Il mio scrittore preferito è Gabriel Garcia Màrquez.
Attenzione, non quello che leggo di più o più spesso. Il mio preferito, c’è una differenza enorme: significa che è quello che, più di ogni altro, riesce, quando lo leggo, a farmi letteralmente staccare dallo spaziotempo attuale, pur facendomi vedere nitidamente tutto quello che racconta. E non è una cosa da poco, credo che, anzi, sia la funzione primaria della letteratura. E anche, probabilmente, della musica.
Ma d’altro canto, nella orgia tassonomica che contraddistingue il mondo occidentale, una volta tanto c’abbiamo preso: il genere di Màrquez è quello del “realismo magico”. C’è un ossimoro magnifico in questa definizione. Realismo magico. Riesce a mettere insieme due cose apparentemente inconciliabili, due caratteri assolutamente opposti. E’ come il dionisiaco e l’apollineo: di base dovresti scegliere fra una delle due, non si potrebbe stare con due piedi in una scarpa. Eppure, Marquez, Sepùlveda, Jodorowski, Borges o i nostri Flaiano e Calvino sono riusciti nell’impresa enorme di fondere questi due aspetti, rendere magico il mondo reale e, contemporaneamente, raccontare l’animo umano e le sue azioni.

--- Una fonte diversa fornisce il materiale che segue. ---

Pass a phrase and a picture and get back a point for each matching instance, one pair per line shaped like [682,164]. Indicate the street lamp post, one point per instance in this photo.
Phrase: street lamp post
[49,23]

Purtroppo nei licei non vengono studiati: sia mai che cose apparentemente inconciliabili come la magia e la realtà si fondano per far vedere la magia della vita. Per la nostra scuola “la fantasia al potere” è solo una frase fatta che si usa spesso per descrivere quei calciatori un po’ matti (guardacaso, quasi sempre sudamericani), e sicuramente è più importante studiare GianBattista Marino o farsi le seghe sulle figure retoriche. E va a finire che Calvino è quello che scrive bene sì, ma cose un po’ strane. E gli altri manco si conoscono, forse solo Sepùlveda, che passa per quello della favoletta della gabbianella e del gatto. Quando non addirittura per lo stesso Garcia Màrquez.
Comunque, non è il momento per le mie doglianze da futuro insegnante, stavo parlando di Màrquez e dovrei anche parlare di altro.
Dicevo, Màrquez è il mio scrittore preferito, e fra le storie che più mi piacciono ci sono quello che nella nostra scarsissima fantasia è diventato “Racconto di un naufrago” e “Cronaca di una morte annunciata”. Sarà anche per il piglio giornalisticheggiante che hanno, ma sono due libri che mi hanno veramente rapito. Sono la perfetta dimostrazione di cosa significhi raccontare delle storie vere ma con quella spruzzata di magia che, una volta finito il libro, ti fa dire “mecojoni!”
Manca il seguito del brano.